For over 90 years, the Davis-Bacon Act and Related Acts have enjoyed bipartisan support. Regardless of party control, Congress has consistently applied prevailing wage requirements to a broad range of federally assisted projects because such laws help workers maintain a decent standard of living while ensuring that taxpayers receive a fair value for their investment. Under prevailing wage laws, contractors must compete for work on the basis of who can best train, best equip and best manage a construction crew – not on the basis of who can assemble the cheapest, most exploitable workforce. As is, the construction industry is awash with illegal labor practices, including wage theft, the exploitation of undocumented workers, cash only payments, and employee misclassification. By ignoring federal and state labor laws, low-road contractors are able to save 30 percent or more in labor costs. Brazen lawbreaking has become the norm in many pockets of the construction industry. Prevailing wage laws help minimize such practices by setting a wage floor and requiring proactive government oversight by the U.S. Department of Labor (DOL) and contracting agencies.

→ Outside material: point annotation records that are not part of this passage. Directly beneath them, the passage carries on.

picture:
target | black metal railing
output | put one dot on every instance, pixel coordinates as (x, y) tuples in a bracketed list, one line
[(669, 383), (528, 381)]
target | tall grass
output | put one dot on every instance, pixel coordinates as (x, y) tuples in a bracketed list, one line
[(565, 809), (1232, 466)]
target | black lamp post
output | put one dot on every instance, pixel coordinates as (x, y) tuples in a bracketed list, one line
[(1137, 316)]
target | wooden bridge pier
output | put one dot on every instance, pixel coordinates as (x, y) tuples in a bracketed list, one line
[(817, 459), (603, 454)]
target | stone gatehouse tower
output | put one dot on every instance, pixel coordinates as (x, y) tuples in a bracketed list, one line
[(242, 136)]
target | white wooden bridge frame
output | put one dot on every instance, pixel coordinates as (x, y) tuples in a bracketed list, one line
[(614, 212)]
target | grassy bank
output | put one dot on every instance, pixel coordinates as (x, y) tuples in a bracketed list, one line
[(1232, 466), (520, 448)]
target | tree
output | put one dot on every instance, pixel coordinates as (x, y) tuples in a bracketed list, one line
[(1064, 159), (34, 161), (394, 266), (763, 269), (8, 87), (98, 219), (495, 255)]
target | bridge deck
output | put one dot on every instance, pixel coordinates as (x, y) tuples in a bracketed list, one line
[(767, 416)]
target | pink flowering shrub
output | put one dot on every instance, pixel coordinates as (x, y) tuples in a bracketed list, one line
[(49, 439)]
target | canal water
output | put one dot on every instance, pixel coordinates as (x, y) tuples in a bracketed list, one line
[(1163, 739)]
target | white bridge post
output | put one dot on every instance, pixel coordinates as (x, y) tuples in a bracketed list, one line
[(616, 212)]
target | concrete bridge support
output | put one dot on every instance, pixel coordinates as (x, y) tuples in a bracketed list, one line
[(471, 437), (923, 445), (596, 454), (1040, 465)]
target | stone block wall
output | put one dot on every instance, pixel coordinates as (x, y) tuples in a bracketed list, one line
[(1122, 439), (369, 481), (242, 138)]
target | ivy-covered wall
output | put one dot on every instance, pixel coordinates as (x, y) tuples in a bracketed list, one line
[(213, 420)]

Prevailing wage laws promote middle-class pathways and protect all workers against exploitation regardless of race, ethnicity and gender. Contrary to the claims of pro-business, anti-worker groups, studies consistently show that prevailing wage laws do not have a discriminatory effect. They level the playing field for contractors, preventing employers from discriminating against any particular group of workers by paying them less. In fact, peer-reviewed studies show that prevailing wage reduces the racial wage disparity in construction by up to 53 percent.
The prevailing wage is not a “union” wage. DOL establishes prevailing wages by county, for each classification of worker, based on survey data it collects from construction projects in the area. Anyone can participate in DOL’s wage surveys: contractors, contractor associations, labor organizations, public officials and other interested parties. Without this wage floor, bidding in federal procurement would produce a race to the bottom in wages and benefits, resulting in higher poverty rates, increased dependency on public assistance, and lower tax revenues. Prevailing wages do not affect construction costs.
The preponderance of independent, peer-reviewed studies show that prevailing wages have no impact on construction costs. This is because construction labor costs comprise a low share of total project costs. And high-road contractors who pay family-sustaining wages and benefits are able to offset the hourly labor costs attributable to prevailing wages by hiring and retaining the most skilled and productive workers. Further, in an economy where qualified craft workers are in high demand, prevailing wage laws promote workforce development and recruitment by incentivizing registered apprenticeship programs.